Annie Ernaux confessed in Stockholm as she confesses in her books. The latest winner of the Nobel Prize for Literature delivered a heartfelt, combative and passionate speech. The 82-year-old French novelist said that writing, for her, has been a kind of intimate revenge, the only way to free herself from her social origins and her painful experiences as a woman.

After a musical prelude by a pianist, Ernaux's twenty-minute intervention fit perfectly with the sober and elegant atmosphere of the Swedish academy. Dressed in a black suit and sitting in an armchair, the author of The Empty Closets and Girl's Memory began by telling why she chose her trade when she was 22 years old. “I will write to avenge my race”, she promised herself, inspired by a reflection of Rimbaud's.

“I proudly and innocently thought that writing books, becoming a writer, coming from a lineage of landless peasants, workers and small businessmen, people despised for their manners, their accent and their lack of culture, would be enough to repair the social injustice of birth. ", he claimed.

The novelist, considered the master of the literature of the self, was awarded, as was recalled today at the ceremony, "for the courage and clinical precision with which she reveals her roots, the estrangement, and the collective limitations of personal memory." She herself admitted having taken refuge in books, in Flaubert, Virginia Woolf, Victor Hugo or Kafka, as "a continent" that opposed her social environment, as "the possibility of transfiguring reality".

Ernaux recalled the macho society in which he grew up, the prohibitions and the rigid imposed roles. She felt an irrepressible impulse to follow the destiny for which she believed herself called. The idea of ​​"avenging my race and avenging my sex" won out. Reading Kafka's The Trial made the prospect of "dying without having entered the door that was made for me, the book that only I could write," unbearable. The writing had to help him "to understand the reasons inside and outside of me that led me to move away from my origins."

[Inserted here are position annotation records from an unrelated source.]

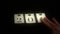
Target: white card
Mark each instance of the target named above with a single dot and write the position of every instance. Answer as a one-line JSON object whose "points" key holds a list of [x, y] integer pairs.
{"points": [[30, 18], [39, 15], [18, 18]]}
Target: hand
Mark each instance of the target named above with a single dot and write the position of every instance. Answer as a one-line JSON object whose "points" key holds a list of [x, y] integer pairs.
{"points": [[55, 26]]}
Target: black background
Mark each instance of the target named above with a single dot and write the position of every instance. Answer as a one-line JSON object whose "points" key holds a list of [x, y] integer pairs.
{"points": [[49, 7]]}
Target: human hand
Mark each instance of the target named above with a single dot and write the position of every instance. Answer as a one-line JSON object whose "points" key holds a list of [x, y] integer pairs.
{"points": [[55, 26]]}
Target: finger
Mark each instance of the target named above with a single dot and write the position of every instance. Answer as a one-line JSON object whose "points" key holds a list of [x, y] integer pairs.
{"points": [[46, 23], [55, 21]]}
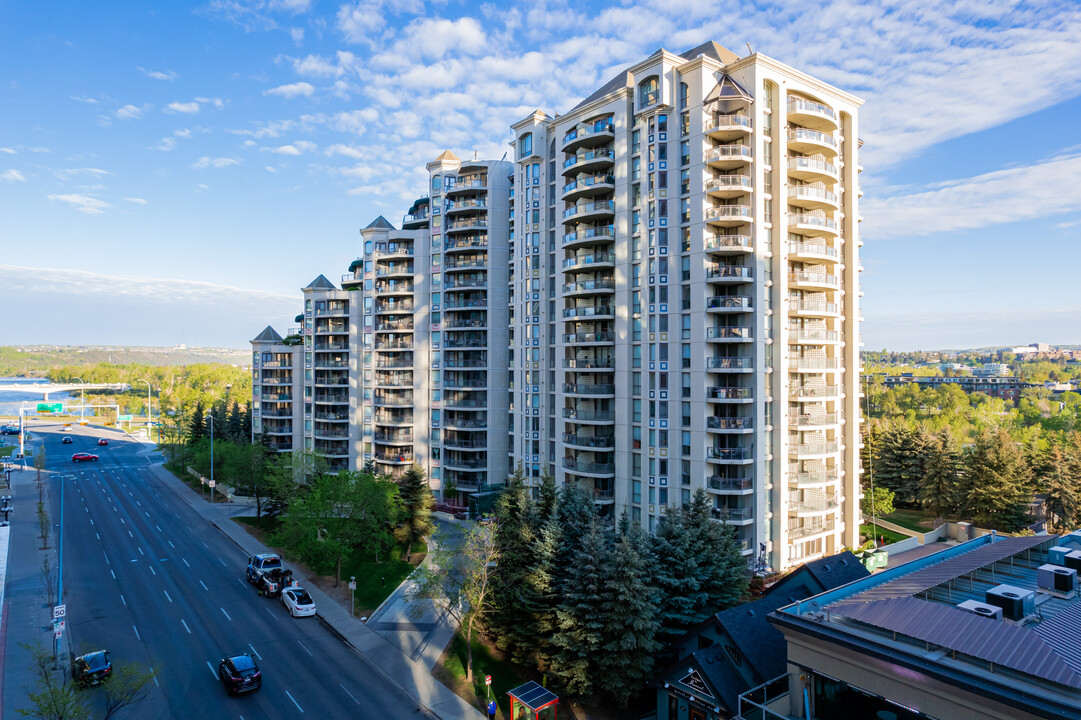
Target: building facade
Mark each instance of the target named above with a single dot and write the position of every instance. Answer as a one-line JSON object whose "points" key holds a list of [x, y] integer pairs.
{"points": [[658, 294]]}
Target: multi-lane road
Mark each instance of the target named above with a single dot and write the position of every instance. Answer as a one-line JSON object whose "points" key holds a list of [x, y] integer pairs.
{"points": [[150, 580]]}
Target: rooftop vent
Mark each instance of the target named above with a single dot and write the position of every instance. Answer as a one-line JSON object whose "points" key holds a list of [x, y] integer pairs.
{"points": [[1053, 577], [982, 609], [1016, 602]]}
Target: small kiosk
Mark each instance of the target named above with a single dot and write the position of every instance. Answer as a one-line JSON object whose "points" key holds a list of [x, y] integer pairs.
{"points": [[532, 702]]}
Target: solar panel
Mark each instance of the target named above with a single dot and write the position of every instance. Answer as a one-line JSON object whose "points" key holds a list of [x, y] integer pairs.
{"points": [[934, 575], [1003, 643]]}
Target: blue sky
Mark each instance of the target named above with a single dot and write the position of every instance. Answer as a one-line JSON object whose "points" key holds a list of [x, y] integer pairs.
{"points": [[174, 172]]}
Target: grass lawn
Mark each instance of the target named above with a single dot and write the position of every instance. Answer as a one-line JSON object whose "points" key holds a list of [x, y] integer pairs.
{"points": [[486, 661], [866, 531], [920, 521]]}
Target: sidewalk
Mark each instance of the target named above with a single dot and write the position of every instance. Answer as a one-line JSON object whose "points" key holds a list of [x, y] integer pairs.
{"points": [[403, 657]]}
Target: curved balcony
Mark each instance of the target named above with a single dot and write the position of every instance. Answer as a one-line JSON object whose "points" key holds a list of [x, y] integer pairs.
{"points": [[728, 125], [729, 186], [589, 261], [590, 389], [812, 115], [810, 142], [729, 334], [599, 287], [590, 134], [588, 338], [728, 157], [808, 280], [812, 198], [724, 364], [729, 215], [588, 160], [741, 395], [813, 225], [729, 274], [812, 170], [588, 186], [589, 441], [730, 425], [728, 243], [589, 468], [729, 304], [812, 253]]}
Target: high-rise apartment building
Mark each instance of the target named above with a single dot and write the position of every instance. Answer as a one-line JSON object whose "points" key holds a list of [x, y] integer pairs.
{"points": [[658, 294]]}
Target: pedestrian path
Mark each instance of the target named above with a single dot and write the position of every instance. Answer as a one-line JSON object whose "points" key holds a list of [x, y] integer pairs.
{"points": [[404, 657]]}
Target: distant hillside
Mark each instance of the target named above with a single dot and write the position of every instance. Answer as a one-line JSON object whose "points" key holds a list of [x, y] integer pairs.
{"points": [[38, 359]]}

The winner recognized the initial difficulty in choosing the language of her books, at first very harsh and even rude, excessive, but necessary because "it is the only resource for the humiliated, the offended, to respond to the memory of contempt, of shame and from the shame of shame.”

Well aware of her political role as a committed intellectual, Ernaux paid tribute to Iranian women who "stand up against the most violent and most archaic form of male power," and also denounced, without naming her, the rise of the extreme right in Europe. , a phenomenon "that remains hidden by the violence of an imperialist war led by the dictator at the head of Russia."

The Nobel laureate estimated that her triumph is more of a collective victory than an individual one, a "sign of hope" for all writers and, in general, "for those who aspire to more freedom, equality and dignity for all humans, whatever their sex and their gender, their skin and their culture”, as well as for those who care about safeguarding the planet for future generations.

Ernaux ended his speech by going back to the opening sentence, to his purpose of “avenging my race”, and insisted that his desire has been “to inscribe my voice as a woman and as a social defector in what is still presented as a place of emancipation, Literature".